I have a postgis table of points, that are sitting on road centerlines (I've linear referenced them). And the second table with road centerlines themselves. The point table also has a field roadid and a field "offst", that represents the offset in meters (negative values = offest to the left, positive = offset to the right side of the road). The question is how can I calculate a point geometry, that is offsetted perpendicular to road direction, according to the value of the "offst" field?
Answer
In mathematical terms would need to calculate the normal of the road section and unit vector of that normal. The first will find which direction you need to move to get your new point and the latter will help you find out how far to go in that direction (i.e. the translation).

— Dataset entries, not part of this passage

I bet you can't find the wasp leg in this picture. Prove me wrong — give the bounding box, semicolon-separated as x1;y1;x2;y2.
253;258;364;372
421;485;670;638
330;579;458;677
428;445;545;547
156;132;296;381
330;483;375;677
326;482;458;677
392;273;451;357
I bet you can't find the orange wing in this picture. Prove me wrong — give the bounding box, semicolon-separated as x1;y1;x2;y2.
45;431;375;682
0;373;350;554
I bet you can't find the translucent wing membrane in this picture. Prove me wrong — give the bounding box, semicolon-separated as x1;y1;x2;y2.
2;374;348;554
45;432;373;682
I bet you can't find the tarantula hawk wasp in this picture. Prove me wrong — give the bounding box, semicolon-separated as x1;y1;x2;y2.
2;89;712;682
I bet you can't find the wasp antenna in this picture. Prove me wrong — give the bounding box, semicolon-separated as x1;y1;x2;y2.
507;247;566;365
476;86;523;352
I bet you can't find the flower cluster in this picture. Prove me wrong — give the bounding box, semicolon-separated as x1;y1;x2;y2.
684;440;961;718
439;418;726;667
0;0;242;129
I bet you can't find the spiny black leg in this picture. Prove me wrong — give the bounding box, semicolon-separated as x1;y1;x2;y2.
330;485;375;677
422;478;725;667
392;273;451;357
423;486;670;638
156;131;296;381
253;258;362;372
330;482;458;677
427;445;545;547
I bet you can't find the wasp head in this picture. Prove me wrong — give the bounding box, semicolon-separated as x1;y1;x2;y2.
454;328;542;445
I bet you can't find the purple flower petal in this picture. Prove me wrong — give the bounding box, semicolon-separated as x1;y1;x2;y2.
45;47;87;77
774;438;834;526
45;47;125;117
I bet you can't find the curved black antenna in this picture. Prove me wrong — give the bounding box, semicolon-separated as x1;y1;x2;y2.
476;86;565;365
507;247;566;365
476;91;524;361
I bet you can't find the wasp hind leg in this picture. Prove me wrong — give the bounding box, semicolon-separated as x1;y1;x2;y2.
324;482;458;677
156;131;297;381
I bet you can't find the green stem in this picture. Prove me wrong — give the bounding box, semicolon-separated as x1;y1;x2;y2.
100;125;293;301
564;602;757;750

I'm not completely clear on your schema, so difficult to give an sql example, but here's the theory: Points p1 and p2 are the start and end points of your road section, point p3 is "centerline" on that road section and d is your offset distance. The normal to your road section, where dx = p2(x) - p1(x) and dy = p2(y) - p1(y), is the vector (-dy,dx),(dy,-dx). To make this a unit vector you should normalise it by dividing each component by it's length, where length = sqrt((dx * dx) + (dy * dy)). So the unit vector would be (-dy,dx)/length,(dy,-dx)/length. You can then add that unit vector, times by your chosen offset distance, d. So the offset point (to the right of your road) would be offset_point(x) = p3(x) - ( d * ((-dy,dx)/length) ) offset_point(y) = p3(y) - ( d * ((dy,-dx)/length) )
Exactly how this is best achieved in a postgis sql statement depends on how the geometries are stored.